Небо было голубым – солнце еще не стало настолько жарким, чтобы выжечь все цвета, – а маленький парк снаружи пустовал. Не считая чадди-вала, мальчишек в шортах цвета хаки, которые приходили сюда каждое утро, чтобы стоять по стойке смирно и петь мантры. Учитель, невысокий лысеющий мужчина, расхаживал перед ними взад-вперед с длинной рейкой в руках, выкрикивая команды, как какой-нибудь мультяшный полковник. Допев, мальчишки тоже брали рейки и изображали джедаев, размахивая палками и пугая бродячих собак глухим грохотом бамбука. Чудо, подумал Ади, что они не попадают друг другу по голове. Отец говорил, что они состоят в РСС[20] и обучаются искусству дисциплины и самообороны. Ади не раз задавался вопросом, против кого они учатся обороняться – неужели собираются бамбуковыми палками драться с пакистанцами? – но держал его при себе. Услышав трепет в голосе отца, он забеспокоился, что его заставят вступить в их ряды и тоже обучаться дисциплине. Нет уж, хватит с него шорт. Теперь у Ади были новые брюки, чуть темнее, чем официальная форма, срочно купленные на местном рынке; разница была незначительной, и ее нелегко было обнаружить. Это его собственный маленький секрет, частный акт бунта против бесчисленных школьных правил, дававший почувствовать себя немного смелее. В брюках он даже выглядел выше, в этом не было никаких сомнений.

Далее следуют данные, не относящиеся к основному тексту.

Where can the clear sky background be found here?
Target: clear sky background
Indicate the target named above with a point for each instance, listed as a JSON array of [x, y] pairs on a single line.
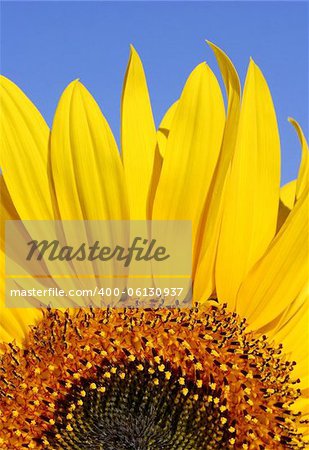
[[45, 45]]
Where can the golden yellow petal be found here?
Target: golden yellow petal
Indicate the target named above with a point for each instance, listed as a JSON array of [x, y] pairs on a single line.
[[164, 128], [204, 281], [252, 189], [286, 202], [86, 166], [138, 136], [303, 173], [192, 150], [24, 153], [280, 275]]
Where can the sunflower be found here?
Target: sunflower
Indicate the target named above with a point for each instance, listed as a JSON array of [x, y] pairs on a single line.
[[229, 372]]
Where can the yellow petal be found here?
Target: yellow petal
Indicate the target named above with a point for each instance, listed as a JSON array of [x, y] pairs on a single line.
[[286, 203], [14, 322], [287, 194], [204, 282], [192, 150], [86, 166], [138, 136], [280, 275], [24, 153], [303, 173], [164, 128], [252, 189]]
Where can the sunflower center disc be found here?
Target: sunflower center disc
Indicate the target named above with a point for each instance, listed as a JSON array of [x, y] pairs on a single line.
[[140, 408]]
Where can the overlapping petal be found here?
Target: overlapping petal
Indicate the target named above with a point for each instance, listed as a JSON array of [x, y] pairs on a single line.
[[138, 136], [204, 280], [252, 189], [192, 150], [86, 167]]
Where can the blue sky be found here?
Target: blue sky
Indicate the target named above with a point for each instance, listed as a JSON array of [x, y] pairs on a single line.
[[47, 44]]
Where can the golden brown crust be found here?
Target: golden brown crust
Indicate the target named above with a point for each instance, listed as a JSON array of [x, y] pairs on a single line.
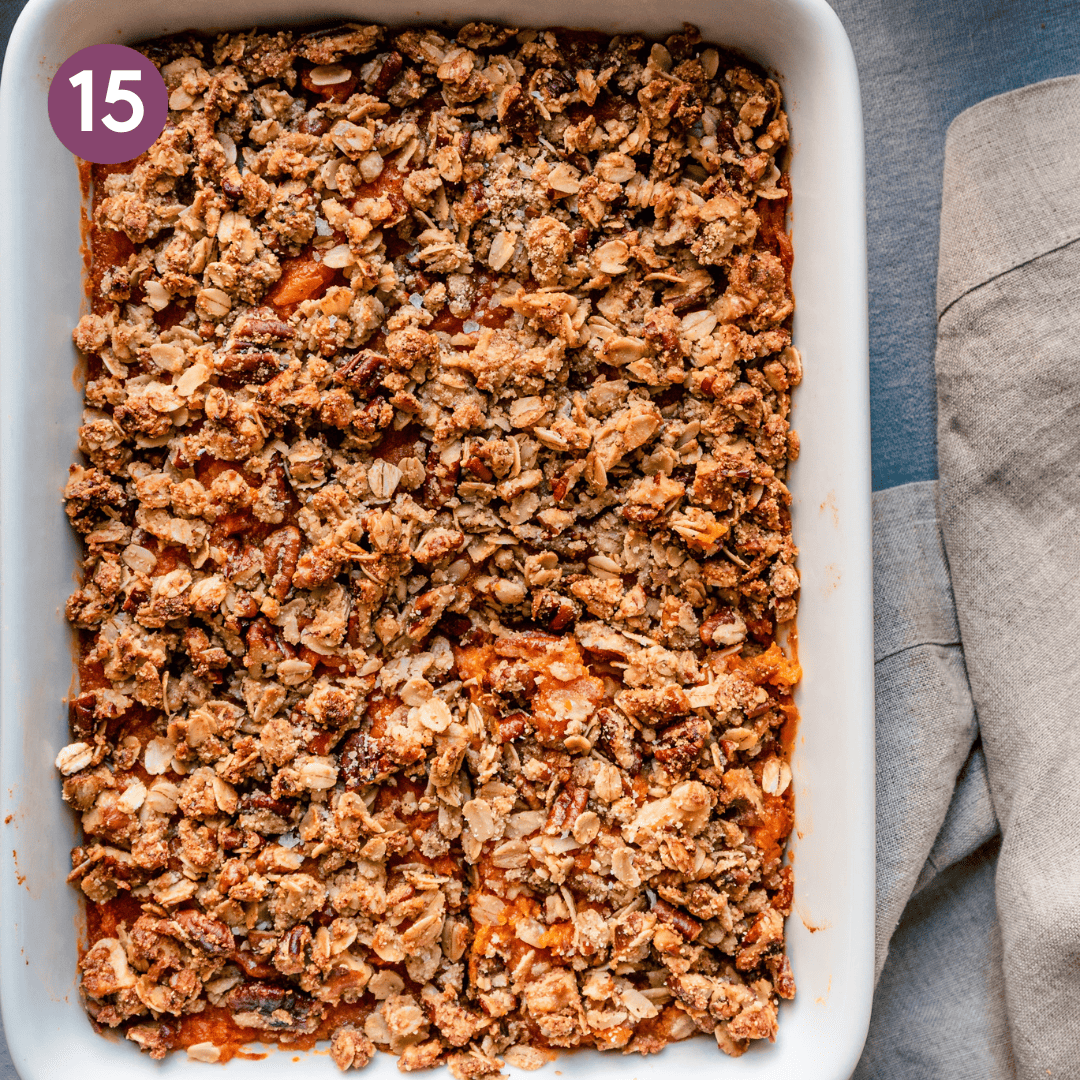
[[436, 542]]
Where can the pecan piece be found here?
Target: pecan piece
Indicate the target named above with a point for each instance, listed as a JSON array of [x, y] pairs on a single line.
[[619, 739], [565, 810], [256, 349], [281, 552], [680, 744], [687, 926]]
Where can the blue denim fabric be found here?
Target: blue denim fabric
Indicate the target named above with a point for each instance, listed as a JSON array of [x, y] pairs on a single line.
[[920, 64]]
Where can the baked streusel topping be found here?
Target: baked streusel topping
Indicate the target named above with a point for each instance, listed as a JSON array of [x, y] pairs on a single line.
[[436, 547]]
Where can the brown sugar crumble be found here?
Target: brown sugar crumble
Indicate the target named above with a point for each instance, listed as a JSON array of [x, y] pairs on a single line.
[[436, 544]]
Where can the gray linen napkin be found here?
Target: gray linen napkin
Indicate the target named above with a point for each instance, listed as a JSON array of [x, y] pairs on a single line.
[[979, 983], [1009, 449]]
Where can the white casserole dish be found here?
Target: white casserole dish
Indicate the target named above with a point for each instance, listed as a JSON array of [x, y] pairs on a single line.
[[831, 934]]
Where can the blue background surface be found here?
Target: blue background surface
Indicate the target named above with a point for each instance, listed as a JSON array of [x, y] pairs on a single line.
[[920, 63]]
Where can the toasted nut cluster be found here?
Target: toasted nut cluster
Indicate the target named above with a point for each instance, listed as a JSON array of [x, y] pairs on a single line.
[[436, 543]]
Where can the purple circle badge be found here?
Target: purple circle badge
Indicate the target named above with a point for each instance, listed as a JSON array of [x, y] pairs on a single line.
[[108, 104]]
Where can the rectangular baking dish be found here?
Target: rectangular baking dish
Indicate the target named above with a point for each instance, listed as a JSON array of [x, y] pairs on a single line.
[[831, 934]]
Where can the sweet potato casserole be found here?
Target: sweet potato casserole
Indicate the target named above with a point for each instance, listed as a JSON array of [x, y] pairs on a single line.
[[436, 545]]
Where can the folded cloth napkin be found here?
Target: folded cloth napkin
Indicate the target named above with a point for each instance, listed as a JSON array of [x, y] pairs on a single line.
[[981, 984]]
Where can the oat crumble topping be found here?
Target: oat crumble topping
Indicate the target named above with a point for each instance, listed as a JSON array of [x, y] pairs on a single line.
[[436, 545]]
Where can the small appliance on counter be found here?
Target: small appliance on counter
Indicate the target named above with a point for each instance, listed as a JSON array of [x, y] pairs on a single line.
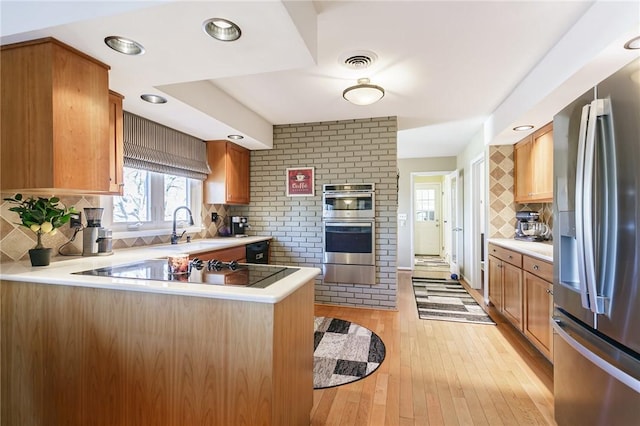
[[239, 225], [529, 227], [96, 240]]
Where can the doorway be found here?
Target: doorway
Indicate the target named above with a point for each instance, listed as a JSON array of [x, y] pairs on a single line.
[[427, 236]]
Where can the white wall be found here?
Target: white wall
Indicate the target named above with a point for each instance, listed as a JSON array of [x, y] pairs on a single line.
[[406, 167], [474, 149]]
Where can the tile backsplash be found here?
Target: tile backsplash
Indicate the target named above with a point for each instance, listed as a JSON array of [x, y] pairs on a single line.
[[502, 207], [16, 240]]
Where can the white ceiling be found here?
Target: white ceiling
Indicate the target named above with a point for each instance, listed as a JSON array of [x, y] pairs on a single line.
[[453, 71]]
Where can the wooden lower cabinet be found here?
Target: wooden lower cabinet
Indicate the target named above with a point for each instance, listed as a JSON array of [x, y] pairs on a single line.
[[538, 310], [92, 356], [512, 298], [520, 288]]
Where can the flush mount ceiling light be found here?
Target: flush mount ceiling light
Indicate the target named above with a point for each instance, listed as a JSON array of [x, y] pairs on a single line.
[[363, 93], [153, 99], [523, 128], [221, 29], [632, 44], [124, 45]]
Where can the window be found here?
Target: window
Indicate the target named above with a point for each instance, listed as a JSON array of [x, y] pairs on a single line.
[[149, 200], [425, 205]]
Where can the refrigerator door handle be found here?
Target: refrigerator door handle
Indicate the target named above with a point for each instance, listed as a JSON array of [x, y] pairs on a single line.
[[630, 381], [579, 209]]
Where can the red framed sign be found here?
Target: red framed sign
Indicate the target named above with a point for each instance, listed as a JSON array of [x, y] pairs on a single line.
[[300, 182]]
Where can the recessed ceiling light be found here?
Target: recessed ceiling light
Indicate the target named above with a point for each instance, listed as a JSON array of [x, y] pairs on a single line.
[[221, 29], [632, 44], [124, 45], [153, 99]]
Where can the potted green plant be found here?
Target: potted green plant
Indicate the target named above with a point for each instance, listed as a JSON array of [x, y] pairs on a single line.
[[42, 216]]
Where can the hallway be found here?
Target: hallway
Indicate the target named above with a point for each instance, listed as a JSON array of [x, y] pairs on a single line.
[[440, 373]]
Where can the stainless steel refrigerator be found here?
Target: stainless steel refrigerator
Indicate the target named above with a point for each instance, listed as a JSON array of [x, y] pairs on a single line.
[[597, 254]]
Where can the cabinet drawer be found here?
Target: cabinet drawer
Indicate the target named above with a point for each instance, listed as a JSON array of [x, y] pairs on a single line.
[[507, 255], [538, 267]]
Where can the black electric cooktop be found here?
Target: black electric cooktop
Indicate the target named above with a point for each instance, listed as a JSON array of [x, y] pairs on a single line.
[[244, 274]]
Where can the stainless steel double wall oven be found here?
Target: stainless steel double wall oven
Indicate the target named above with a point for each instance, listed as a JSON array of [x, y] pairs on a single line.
[[348, 215]]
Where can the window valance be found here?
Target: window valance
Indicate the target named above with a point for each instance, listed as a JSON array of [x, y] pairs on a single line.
[[157, 148]]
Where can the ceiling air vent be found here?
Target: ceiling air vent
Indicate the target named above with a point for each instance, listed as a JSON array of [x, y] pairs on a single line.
[[358, 60]]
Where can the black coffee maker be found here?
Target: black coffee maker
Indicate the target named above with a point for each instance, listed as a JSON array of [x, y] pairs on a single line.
[[239, 225]]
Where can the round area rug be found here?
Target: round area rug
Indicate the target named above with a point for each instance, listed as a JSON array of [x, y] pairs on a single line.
[[344, 352]]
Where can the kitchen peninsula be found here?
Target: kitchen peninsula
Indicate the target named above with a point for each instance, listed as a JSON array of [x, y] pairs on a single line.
[[80, 349]]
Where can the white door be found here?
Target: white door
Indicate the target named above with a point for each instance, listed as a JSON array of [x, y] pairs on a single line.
[[456, 222], [427, 212]]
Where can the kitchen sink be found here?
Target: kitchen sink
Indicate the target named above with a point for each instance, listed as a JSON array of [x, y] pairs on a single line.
[[195, 246]]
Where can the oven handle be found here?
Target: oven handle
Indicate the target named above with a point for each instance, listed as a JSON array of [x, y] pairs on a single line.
[[345, 224]]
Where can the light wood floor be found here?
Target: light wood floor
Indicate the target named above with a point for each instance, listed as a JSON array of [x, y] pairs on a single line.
[[440, 373]]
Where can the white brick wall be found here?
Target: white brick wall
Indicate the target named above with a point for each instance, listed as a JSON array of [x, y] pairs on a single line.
[[356, 151]]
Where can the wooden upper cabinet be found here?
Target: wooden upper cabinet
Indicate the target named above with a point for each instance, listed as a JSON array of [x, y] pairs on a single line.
[[116, 147], [228, 182], [55, 118], [533, 157]]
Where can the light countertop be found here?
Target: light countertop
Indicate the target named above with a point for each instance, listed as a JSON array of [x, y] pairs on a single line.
[[542, 251], [60, 272]]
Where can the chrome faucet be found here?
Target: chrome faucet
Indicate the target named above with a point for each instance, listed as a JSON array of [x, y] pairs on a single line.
[[174, 236]]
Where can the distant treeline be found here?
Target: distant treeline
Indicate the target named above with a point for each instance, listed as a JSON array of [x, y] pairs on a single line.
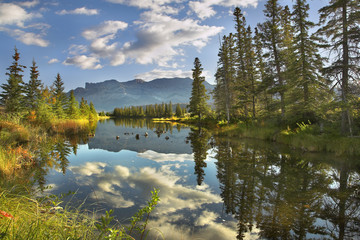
[[151, 111], [38, 102]]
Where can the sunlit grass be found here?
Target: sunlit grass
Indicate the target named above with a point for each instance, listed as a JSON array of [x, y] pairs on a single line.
[[23, 217]]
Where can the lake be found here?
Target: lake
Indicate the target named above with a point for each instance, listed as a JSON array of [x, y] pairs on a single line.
[[210, 187]]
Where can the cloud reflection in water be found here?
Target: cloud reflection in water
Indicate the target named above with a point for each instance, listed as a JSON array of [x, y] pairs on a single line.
[[183, 211]]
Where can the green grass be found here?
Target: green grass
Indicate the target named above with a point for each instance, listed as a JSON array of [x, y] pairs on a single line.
[[30, 218], [305, 137]]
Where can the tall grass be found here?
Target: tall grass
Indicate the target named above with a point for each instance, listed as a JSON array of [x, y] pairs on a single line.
[[23, 217]]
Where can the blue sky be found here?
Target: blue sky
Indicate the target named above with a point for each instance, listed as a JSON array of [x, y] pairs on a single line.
[[97, 40]]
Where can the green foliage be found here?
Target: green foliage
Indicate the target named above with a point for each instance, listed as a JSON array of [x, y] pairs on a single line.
[[198, 105], [12, 96], [137, 224]]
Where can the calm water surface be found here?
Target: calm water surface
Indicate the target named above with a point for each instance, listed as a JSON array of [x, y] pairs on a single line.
[[211, 187]]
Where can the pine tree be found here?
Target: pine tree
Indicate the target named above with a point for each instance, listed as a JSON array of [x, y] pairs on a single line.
[[12, 96], [178, 111], [340, 22], [59, 96], [93, 116], [224, 92], [308, 86], [265, 82], [73, 107], [84, 108], [272, 40], [251, 70], [198, 105], [33, 88], [242, 77]]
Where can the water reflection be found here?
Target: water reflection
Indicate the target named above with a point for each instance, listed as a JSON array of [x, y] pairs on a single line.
[[210, 187], [286, 195], [120, 134]]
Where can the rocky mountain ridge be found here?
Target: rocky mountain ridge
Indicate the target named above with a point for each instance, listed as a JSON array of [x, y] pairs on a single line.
[[109, 94]]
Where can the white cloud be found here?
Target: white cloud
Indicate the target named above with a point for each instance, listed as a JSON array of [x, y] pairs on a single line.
[[106, 28], [27, 38], [158, 6], [204, 8], [29, 4], [12, 14], [77, 49], [53, 60], [84, 62], [161, 37], [79, 11]]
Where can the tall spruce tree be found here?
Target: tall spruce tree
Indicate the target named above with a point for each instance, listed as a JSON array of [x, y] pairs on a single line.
[[251, 70], [33, 88], [308, 86], [264, 96], [272, 39], [59, 97], [224, 91], [243, 84], [73, 110], [12, 95], [198, 105], [340, 21]]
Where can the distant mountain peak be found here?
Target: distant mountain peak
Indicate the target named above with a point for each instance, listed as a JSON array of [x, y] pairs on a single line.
[[111, 93]]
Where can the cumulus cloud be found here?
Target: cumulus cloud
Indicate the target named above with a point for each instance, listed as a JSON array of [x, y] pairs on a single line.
[[27, 38], [161, 37], [53, 60], [79, 11], [205, 8], [106, 28], [12, 14], [101, 46], [29, 4], [158, 6], [84, 62]]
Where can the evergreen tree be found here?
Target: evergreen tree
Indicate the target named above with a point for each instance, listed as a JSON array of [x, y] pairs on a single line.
[[33, 88], [272, 40], [251, 70], [92, 112], [224, 92], [265, 82], [178, 111], [44, 111], [73, 107], [59, 96], [340, 22], [12, 96], [170, 112], [84, 108], [198, 105], [308, 85], [242, 77]]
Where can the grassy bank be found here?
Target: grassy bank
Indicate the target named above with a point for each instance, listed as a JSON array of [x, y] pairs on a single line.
[[305, 136], [28, 213]]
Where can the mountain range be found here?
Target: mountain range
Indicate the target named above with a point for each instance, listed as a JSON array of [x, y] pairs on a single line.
[[110, 94]]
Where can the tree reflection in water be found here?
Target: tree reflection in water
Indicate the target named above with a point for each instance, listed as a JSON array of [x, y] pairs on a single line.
[[287, 194], [199, 138]]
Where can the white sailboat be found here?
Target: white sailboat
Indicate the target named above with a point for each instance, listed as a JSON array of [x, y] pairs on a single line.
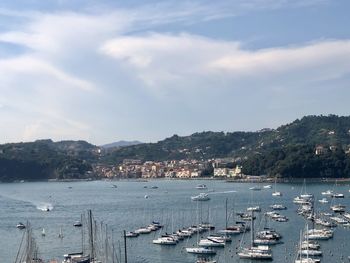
[[200, 250], [255, 252], [275, 192], [60, 235]]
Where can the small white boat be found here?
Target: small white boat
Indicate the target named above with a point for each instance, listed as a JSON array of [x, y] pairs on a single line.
[[276, 193], [201, 186], [131, 234], [338, 195], [327, 193], [254, 208], [144, 230], [323, 200], [60, 235], [201, 197], [255, 188], [278, 207], [164, 241], [77, 224], [338, 208]]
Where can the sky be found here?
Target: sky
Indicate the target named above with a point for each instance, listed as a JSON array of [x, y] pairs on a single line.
[[109, 70]]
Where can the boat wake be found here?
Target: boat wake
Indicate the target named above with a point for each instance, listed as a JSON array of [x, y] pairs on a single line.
[[224, 192], [46, 207]]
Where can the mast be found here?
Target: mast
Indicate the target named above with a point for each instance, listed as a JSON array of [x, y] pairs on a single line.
[[91, 236], [252, 229]]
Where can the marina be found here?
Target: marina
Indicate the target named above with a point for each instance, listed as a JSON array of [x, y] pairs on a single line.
[[170, 227]]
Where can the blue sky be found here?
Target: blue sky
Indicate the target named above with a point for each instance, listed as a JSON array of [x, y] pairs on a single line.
[[104, 70]]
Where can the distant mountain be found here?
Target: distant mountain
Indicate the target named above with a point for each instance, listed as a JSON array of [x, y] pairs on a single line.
[[45, 159], [314, 146], [120, 144]]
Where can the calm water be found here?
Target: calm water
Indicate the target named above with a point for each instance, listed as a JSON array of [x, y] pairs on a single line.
[[126, 208]]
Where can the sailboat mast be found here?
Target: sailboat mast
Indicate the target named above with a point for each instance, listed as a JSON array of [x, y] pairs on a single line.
[[91, 235], [226, 213]]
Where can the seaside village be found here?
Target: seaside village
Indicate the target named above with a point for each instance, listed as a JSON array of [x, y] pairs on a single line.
[[183, 169]]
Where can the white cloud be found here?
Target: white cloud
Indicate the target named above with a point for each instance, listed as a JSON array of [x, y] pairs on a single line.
[[79, 67]]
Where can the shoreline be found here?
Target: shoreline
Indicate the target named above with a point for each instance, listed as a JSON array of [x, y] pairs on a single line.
[[227, 180]]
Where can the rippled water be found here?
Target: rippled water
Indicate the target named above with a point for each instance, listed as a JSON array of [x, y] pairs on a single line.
[[126, 208]]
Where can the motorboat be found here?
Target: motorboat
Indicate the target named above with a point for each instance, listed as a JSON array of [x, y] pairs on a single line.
[[205, 260], [143, 230], [76, 258], [201, 186], [165, 241], [252, 253], [323, 200], [254, 208], [278, 207], [201, 197], [338, 208], [213, 242], [201, 250], [77, 224], [338, 195], [20, 225], [327, 193], [131, 234], [276, 193], [255, 188]]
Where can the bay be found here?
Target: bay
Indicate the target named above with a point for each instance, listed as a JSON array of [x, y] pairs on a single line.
[[125, 208]]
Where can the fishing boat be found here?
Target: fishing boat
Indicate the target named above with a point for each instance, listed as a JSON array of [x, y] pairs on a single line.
[[201, 197]]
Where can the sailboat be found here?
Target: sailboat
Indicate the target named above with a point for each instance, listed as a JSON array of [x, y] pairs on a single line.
[[60, 235], [275, 192], [305, 251], [238, 228], [255, 252]]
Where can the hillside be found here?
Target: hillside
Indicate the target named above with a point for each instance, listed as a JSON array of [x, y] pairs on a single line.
[[45, 159], [310, 130], [288, 151]]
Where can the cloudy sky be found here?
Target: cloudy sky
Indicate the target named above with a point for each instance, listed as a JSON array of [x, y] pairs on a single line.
[[108, 70]]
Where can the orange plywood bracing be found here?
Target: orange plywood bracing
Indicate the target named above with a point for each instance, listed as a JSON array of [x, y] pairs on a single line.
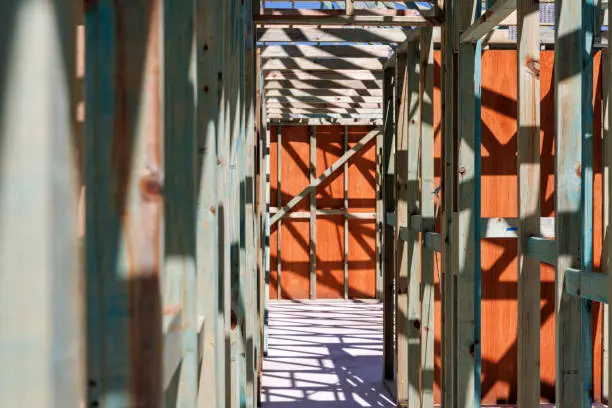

В шесть двадцать восемь Ади наконец услышал гул школьного автобуса и, дождавшись, пока он скроется за деревьями парка, спустил воду в унитазе и вышел из ванной.
После того как Ма вернулась, отец снова начал совершать утреннюю пуджу. Теперь он тратил на нее даже больше времени, чем раньше, и Ади не мог понять, было это выражение благодарности богам или гнев. Пока отец сидел, скрестив ноги, перед маленьким храмом в спальне, его песнопения становились громче, а в воздухе стояла тяжелая вонь агарбатти, все в доме молчало и не шевелилось. Амма не донимала Ма, Ма на цыпочках ходила по кухне, тихонько разбираясь с посудой, чтобы не нарушить божественную связь. Лишь когда отец встряхивал крошечным колокольчиком и воздух дрожал от его жестяного звона, можно было выдохнуть.